If anyone can see Mykhailo Tomasik’s work once, it is impossible to forget it. The young Ukrainian artist from Simferopol produces artwork that is distinctive yet indicative of Ukrainian visual arts.
The texture on Tomasik’s paintings creates a certain amount of volume and noise on two-dimensional surfaces. He also uses an artistic device depicting the unity of opposites. The artist “locks” his characters, while holding them in their space and limits their scope in the picture. At the same time, he pushes his characters and the viewer into a different space, the space of the observer. Therefore, the viewer clashes head-on with moving wheels and carts. This creates a single personal plot where the viewer becomes a co-creator of a never-to-be repeated, unique artistic performance.
And if one sees the influence of symbolist painter Gustav Klimt in Tomasik’s “I – Carry” project, a kind of philosophical story of human life, then in his other works, they are saturated and permeated with symbolic realism appealing to different technical methods, while constantly looking to strengthen internal dramatic works.
This is the stained glass technique of “Waste Collection.” It is similar to using Warhol revolution stylistics of diptych in “The Abduction of Europa,” the pioneering work in composition. It is the first time in art, as is known, depicting Zeus and Europa separated and self-reliant. The artist destroys the established tradition of the mythological perception of the story. Instead he shows us the beauty of Europa, her acceptance of what happened, and the divine power of Zeus. The piece achieves the effect of movement and emotional tension through the use of vibrant bursts of sharp color against a dark background.
The eclecticism in Tomasik’s work does not hinder its message, quite the opposite. It strengthens the strong emotions that the artist wants to communicate. Movement is present in all of his works, involuntarily drawing us to speak of it in terms of metaphors. For example, the wheel is an objective image, but it is also deeply semantic and symbolic in detail. The wheel can be part of a cart or it can be samsara, the cycle of death and rebirth to which life in the material world is bound, setting the rhythm of eternity. And color, his use of twenty-first century neon color, like a flash of consciousness, shouts to us, “Wake Up! Think! Realize! Take action! And, live!”

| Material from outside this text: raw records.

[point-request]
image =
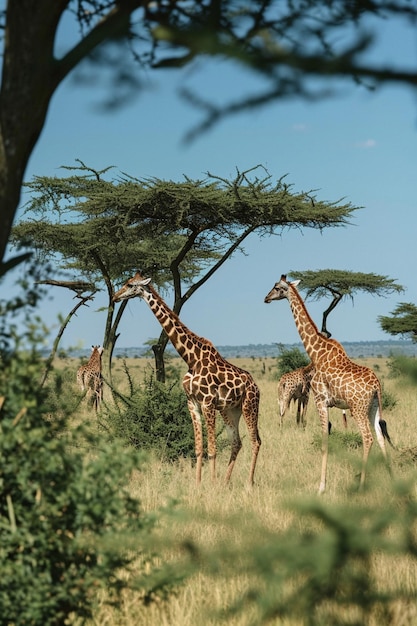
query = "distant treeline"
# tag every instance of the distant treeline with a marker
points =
(354, 349)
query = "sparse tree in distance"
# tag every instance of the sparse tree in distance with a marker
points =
(340, 284)
(179, 233)
(402, 321)
(287, 44)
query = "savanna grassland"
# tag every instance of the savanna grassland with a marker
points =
(229, 526)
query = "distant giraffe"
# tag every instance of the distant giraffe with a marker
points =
(337, 381)
(295, 386)
(211, 384)
(89, 377)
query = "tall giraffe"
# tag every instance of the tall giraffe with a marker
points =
(295, 386)
(337, 381)
(211, 384)
(89, 377)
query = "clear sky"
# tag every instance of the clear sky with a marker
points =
(359, 145)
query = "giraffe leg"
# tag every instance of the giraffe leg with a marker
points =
(231, 419)
(210, 417)
(375, 414)
(298, 411)
(324, 421)
(194, 410)
(250, 410)
(367, 441)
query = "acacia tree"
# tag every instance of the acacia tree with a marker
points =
(177, 232)
(402, 321)
(287, 44)
(341, 284)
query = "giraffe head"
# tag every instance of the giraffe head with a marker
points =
(132, 288)
(280, 290)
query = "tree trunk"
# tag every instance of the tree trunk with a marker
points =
(158, 350)
(28, 82)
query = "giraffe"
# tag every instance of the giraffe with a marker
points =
(211, 384)
(89, 377)
(295, 386)
(337, 381)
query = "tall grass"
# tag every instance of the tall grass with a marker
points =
(221, 530)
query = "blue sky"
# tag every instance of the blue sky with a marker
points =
(359, 145)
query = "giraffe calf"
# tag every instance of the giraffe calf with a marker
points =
(90, 379)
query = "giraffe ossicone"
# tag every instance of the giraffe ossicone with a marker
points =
(337, 381)
(294, 386)
(211, 384)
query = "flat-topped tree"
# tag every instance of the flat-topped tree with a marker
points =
(179, 232)
(287, 48)
(341, 284)
(402, 321)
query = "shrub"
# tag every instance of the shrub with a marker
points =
(290, 359)
(154, 417)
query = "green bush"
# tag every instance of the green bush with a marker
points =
(290, 359)
(67, 521)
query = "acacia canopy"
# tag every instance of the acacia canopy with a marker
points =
(178, 233)
(286, 43)
(402, 321)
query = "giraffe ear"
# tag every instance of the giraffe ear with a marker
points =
(137, 282)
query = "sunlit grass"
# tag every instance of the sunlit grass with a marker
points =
(288, 472)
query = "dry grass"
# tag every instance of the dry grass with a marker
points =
(288, 470)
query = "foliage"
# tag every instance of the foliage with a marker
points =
(154, 417)
(402, 321)
(290, 359)
(341, 284)
(400, 365)
(286, 47)
(318, 284)
(177, 233)
(67, 521)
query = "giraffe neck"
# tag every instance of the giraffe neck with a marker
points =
(184, 341)
(312, 339)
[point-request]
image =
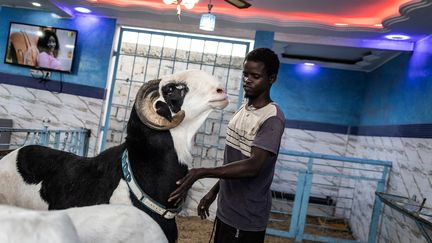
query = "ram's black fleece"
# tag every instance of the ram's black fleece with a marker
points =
(166, 115)
(69, 180)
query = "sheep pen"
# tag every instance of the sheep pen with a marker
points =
(141, 172)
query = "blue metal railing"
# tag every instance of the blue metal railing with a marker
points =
(74, 140)
(321, 174)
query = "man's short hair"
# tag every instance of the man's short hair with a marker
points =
(266, 56)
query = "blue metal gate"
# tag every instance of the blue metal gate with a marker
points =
(327, 188)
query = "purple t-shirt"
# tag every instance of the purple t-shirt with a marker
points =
(245, 203)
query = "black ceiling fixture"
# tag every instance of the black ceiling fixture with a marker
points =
(239, 3)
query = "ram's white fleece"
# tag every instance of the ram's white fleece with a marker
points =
(93, 224)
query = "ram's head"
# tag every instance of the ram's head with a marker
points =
(164, 103)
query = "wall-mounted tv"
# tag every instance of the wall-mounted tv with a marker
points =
(41, 47)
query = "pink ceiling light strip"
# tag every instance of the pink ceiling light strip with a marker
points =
(367, 15)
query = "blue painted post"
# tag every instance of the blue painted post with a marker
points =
(57, 140)
(45, 136)
(300, 188)
(377, 208)
(105, 127)
(305, 202)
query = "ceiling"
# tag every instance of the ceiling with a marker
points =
(333, 33)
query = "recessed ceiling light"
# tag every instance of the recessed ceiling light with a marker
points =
(397, 37)
(82, 10)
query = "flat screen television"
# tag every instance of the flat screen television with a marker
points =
(41, 47)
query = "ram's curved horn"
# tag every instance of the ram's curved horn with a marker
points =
(144, 107)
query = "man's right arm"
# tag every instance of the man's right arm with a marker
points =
(206, 201)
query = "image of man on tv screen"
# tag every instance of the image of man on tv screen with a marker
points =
(40, 47)
(48, 46)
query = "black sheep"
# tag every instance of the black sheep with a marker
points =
(165, 117)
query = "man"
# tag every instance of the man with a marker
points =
(252, 145)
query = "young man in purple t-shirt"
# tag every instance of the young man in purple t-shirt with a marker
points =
(252, 145)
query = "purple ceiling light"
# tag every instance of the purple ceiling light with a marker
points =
(82, 10)
(397, 37)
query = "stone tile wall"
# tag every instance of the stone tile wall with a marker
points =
(28, 108)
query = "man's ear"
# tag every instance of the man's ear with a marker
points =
(272, 78)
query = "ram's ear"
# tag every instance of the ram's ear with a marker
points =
(163, 110)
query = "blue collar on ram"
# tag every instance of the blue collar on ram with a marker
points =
(164, 119)
(144, 198)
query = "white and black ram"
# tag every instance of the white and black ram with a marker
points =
(142, 171)
(106, 223)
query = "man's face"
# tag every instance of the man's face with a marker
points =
(255, 79)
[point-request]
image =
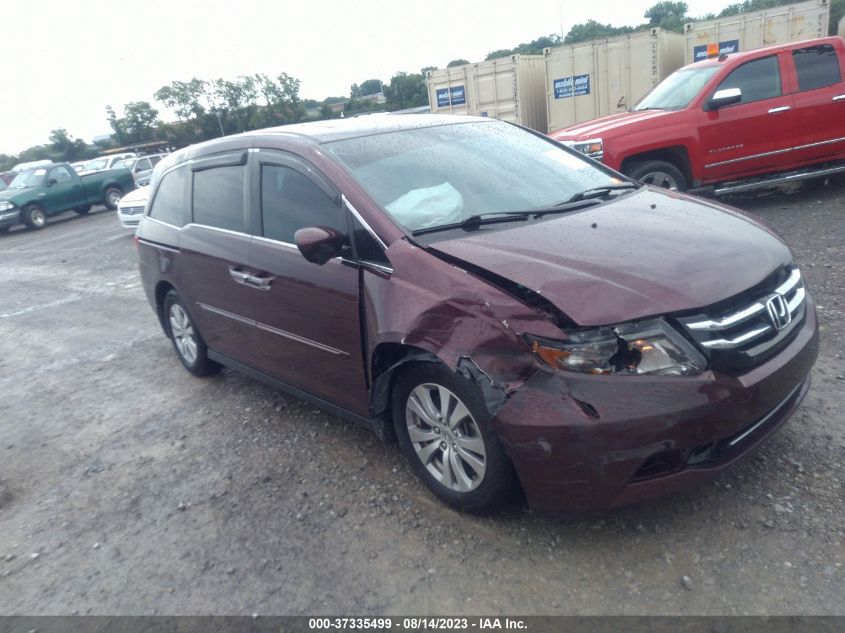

His ornamental style, his use of symbols and color manifestations like the best pop artists, along with his deep philosophy, is what distinguishes the work of artist Mykhailo Tomasik.
The artist’s canvases are unlimited with creativity, as an abundance of feelings and emotions often require other means of self-expression, including, although rare today, the genre of miniature objets d’art. Talented, creative people view the world through images, representations of the external form of a person or thing. They not only create a collection of figurines, for example, but also attach stories to them, bringing these objects to life. In his day, jeweler Carl Faberge was known for hidden compartments in his work, designed so when turned or opened the piece could still stand by itself. The hidden compartment located in one single area but supported by three points, preserved the sculpture’s aesthetics. The craftsmen at the classic jewelry house “Lobortas” produces a series of zodiac stamps, developed with the help of Mykhailo Tomasik, jeweled in silver with diamonds and set on jade stands. Not only a work of art, each stamp is created to bring good fortune into one’s life, like a talisman promising success and loyalty, while filling one’s interior space with elegance and luxury using common business instruments.
In conclusion, a simple observation to be noted: Almost a year’s worth of work goes into such invaluable creations that may change the world of contemporary art of jewelry. Yet in 2016, two pieces, “Don Quixote” and the “Jester,” will be presented to specialists and expert jewelers. This certainly seems like a major advancement, an art revolution, thanks to the craftsmen and artisans at “Lobortas,” along with one of their leading creative contributors – Mykhailo Tomasik.